Beatriz Pallas ENCADENADOS

TELEVISIÓN

11 ago 2013 . Actualizado a las 07:00 h.

Nos va a costar volver a ver una serie inspirada en la historia antigua sin advertir la sombra de Juego de tronos, que ha marcado un antes y un después en la ficción por más que algunos presuman de no haber entendido nada. Es un peso que arrastra Vikingos, que estrenó en Antena 3 y que tanto recuerda a las refriegas de los Lannister y los Stark. No es que este producto del Canal Historia americano pueda equipararse con la ambiciosa adaptación de la saga de George R.R. Martin, pero, en su simpleza, tiene la virtud de explicar una parte de la historia de Europa que en general se conoce poco y de un pueblo que la fiesta vikinga de Catoira no ha logrado hacernos más cercano.

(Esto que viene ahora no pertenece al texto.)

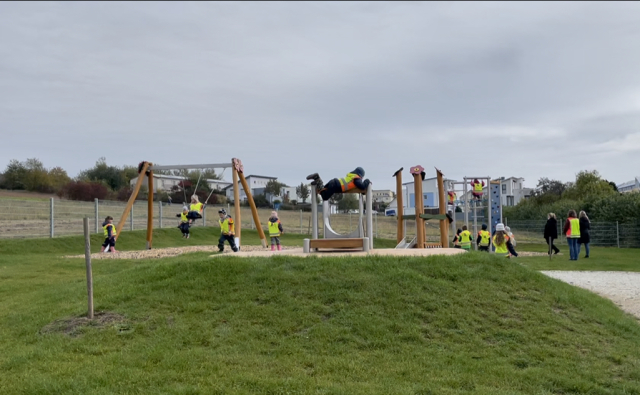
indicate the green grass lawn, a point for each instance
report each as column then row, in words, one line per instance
column 469, row 324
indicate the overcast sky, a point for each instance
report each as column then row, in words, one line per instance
column 500, row 89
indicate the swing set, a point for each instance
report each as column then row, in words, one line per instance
column 147, row 168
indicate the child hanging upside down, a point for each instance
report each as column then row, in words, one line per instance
column 353, row 180
column 109, row 234
column 184, row 222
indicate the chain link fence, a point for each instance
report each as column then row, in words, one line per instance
column 603, row 234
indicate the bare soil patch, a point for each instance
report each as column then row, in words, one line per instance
column 74, row 326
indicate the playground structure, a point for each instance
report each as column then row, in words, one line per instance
column 361, row 238
column 420, row 241
column 491, row 197
column 147, row 169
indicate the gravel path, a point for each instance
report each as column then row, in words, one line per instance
column 623, row 288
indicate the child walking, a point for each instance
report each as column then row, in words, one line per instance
column 501, row 241
column 109, row 234
column 226, row 231
column 275, row 230
column 484, row 239
column 184, row 222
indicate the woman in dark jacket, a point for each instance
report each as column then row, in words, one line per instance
column 551, row 232
column 585, row 237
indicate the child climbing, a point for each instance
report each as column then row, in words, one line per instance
column 195, row 209
column 484, row 239
column 476, row 190
column 226, row 231
column 353, row 180
column 465, row 239
column 184, row 222
column 512, row 245
column 109, row 234
column 502, row 241
column 456, row 239
column 275, row 230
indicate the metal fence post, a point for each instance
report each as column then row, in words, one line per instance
column 51, row 223
column 97, row 216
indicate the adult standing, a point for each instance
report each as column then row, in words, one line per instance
column 572, row 230
column 585, row 236
column 551, row 232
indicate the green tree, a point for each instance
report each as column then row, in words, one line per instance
column 14, row 175
column 302, row 191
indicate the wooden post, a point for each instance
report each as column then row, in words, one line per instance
column 236, row 201
column 150, row 212
column 254, row 210
column 132, row 199
column 417, row 172
column 444, row 226
column 87, row 257
column 400, row 204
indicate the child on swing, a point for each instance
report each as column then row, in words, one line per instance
column 184, row 222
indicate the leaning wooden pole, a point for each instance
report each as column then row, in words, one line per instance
column 132, row 198
column 236, row 202
column 421, row 239
column 150, row 211
column 444, row 227
column 254, row 210
column 400, row 204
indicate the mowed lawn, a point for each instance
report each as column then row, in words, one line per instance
column 470, row 324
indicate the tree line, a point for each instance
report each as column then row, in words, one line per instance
column 598, row 197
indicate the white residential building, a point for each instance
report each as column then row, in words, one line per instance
column 629, row 186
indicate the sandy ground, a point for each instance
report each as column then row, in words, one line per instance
column 623, row 288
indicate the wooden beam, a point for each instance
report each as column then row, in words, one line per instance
column 236, row 203
column 336, row 243
column 254, row 210
column 400, row 205
column 132, row 199
column 150, row 212
column 444, row 227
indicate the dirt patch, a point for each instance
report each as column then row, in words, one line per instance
column 74, row 326
column 169, row 252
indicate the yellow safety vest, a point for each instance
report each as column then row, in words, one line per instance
column 465, row 239
column 485, row 236
column 274, row 230
column 574, row 229
column 106, row 231
column 501, row 249
column 226, row 226
column 348, row 182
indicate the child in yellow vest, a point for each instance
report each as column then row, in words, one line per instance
column 184, row 222
column 109, row 234
column 465, row 239
column 275, row 230
column 226, row 231
column 501, row 241
column 484, row 239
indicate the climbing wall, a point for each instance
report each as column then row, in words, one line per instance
column 496, row 211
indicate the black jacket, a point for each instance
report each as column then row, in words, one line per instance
column 585, row 227
column 551, row 229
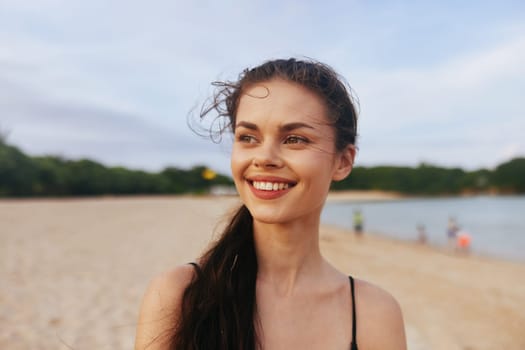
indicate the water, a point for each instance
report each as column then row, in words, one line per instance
column 496, row 224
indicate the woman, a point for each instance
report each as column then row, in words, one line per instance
column 264, row 283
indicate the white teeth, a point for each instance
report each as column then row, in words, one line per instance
column 270, row 186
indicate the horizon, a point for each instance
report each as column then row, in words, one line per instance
column 438, row 83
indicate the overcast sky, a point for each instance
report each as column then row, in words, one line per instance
column 114, row 81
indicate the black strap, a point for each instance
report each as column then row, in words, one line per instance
column 353, row 346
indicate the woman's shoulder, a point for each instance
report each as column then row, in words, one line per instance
column 160, row 305
column 378, row 313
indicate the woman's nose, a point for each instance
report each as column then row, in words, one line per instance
column 267, row 156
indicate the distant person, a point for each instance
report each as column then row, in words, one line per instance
column 463, row 241
column 421, row 234
column 358, row 221
column 264, row 283
column 452, row 231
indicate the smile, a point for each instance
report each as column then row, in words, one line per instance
column 270, row 186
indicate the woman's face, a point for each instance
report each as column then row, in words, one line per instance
column 283, row 158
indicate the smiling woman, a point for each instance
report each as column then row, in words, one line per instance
column 264, row 284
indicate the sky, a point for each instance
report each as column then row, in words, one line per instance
column 439, row 82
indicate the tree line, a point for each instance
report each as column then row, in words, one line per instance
column 22, row 175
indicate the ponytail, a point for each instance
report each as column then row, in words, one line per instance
column 218, row 307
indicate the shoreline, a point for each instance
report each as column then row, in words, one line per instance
column 75, row 271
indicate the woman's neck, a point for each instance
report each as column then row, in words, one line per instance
column 288, row 255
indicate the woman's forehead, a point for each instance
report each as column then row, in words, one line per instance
column 281, row 97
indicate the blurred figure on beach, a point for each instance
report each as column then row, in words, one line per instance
column 452, row 231
column 421, row 234
column 463, row 241
column 358, row 221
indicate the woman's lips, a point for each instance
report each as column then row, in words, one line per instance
column 270, row 188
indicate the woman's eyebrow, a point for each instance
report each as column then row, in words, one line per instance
column 295, row 126
column 284, row 127
column 246, row 125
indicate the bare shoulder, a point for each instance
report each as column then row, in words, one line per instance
column 160, row 305
column 379, row 318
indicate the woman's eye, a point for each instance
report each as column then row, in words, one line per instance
column 246, row 139
column 293, row 139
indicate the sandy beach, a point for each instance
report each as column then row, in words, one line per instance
column 72, row 273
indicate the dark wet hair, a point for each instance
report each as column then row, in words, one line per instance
column 218, row 309
column 319, row 78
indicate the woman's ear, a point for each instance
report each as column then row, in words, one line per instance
column 345, row 163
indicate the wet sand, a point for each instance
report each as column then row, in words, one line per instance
column 72, row 273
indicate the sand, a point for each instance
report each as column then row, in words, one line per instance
column 72, row 273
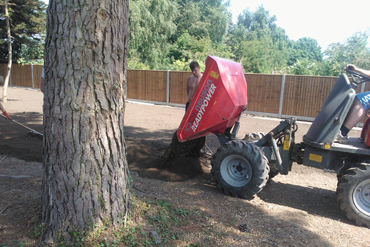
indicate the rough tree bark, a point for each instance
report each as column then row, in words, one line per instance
column 85, row 179
column 7, row 76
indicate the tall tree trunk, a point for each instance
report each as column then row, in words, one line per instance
column 85, row 168
column 7, row 76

Como no podía ser de otro modo procediendo del norte, el gran hallazgo ha sido ver en pantalla los anales remotos de la igualdad de sexos, con el guerrero y su esposa peleando por ver quién parte a la conquista de Inglaterra y quién se queda en casa con los niños. Observar al aguerrido matrimonio debatir mientras ambos hacen la colada es algo inédito en la ficción. Al final es ella la que se queda guardando el hogar, pero por algo se empieza.